Walloped by a plunging currency which facilitated a widening current account deficit, exchange traded funds tracking Indonesia tumbled last year.
That story is known and in the past. This year, ETFs focusing Southeast Asia’s largest economy have surged, proving gold can indeed be mined by participating in the “trash to treasure” trade. “So far in 2014, Indonesia is again the top performer in Asia. Part of the reason is that its currency, the rupiah, is up 4.6%, but Jakarta’s stocks have done nicely too, up 15% year-to-date. Some of its beaten-down big-bank stocks are up as much as 30%,” reports Assif Shameen for Barron’s.
Rebounding bank shares are pivotal to the fortunes of the iShares MSCI Indonesia ETF (NYSEArca: EIDO) and the Market Vectors Indonesia Index ETF (NYSEArca: IDX), which have financial services sector weights of 34.6% and 31.5%, respectively. So is Indonesia’ narrowing current account deficit. Importantly, the country actually posted a surplus in the fourth quarter. [Account Surplus ETF Trade is Mixed]

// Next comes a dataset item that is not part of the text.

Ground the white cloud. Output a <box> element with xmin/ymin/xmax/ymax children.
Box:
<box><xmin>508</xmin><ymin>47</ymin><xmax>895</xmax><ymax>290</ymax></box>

As a percentage of GDP, Indonesia’s current account deficit is -3.3%, better than the deficits seen in Brazil, India, South Africa and Turkey, the countries that, along with Indonesia, comprise the so-called Fragile Five or BIITS group. [BIITS ETFs Still Fragile]
Barron’s notes Citigroup, JPMorgan Chase and Morgan Stanley have all turned bullish on Indonesian equities, which “trade at about 14 times this year’s earnings and 12.3 times next year’s with consensus corporate earnings forecasts of about 11% growth this year and 13.3% next year,” according to the magazine.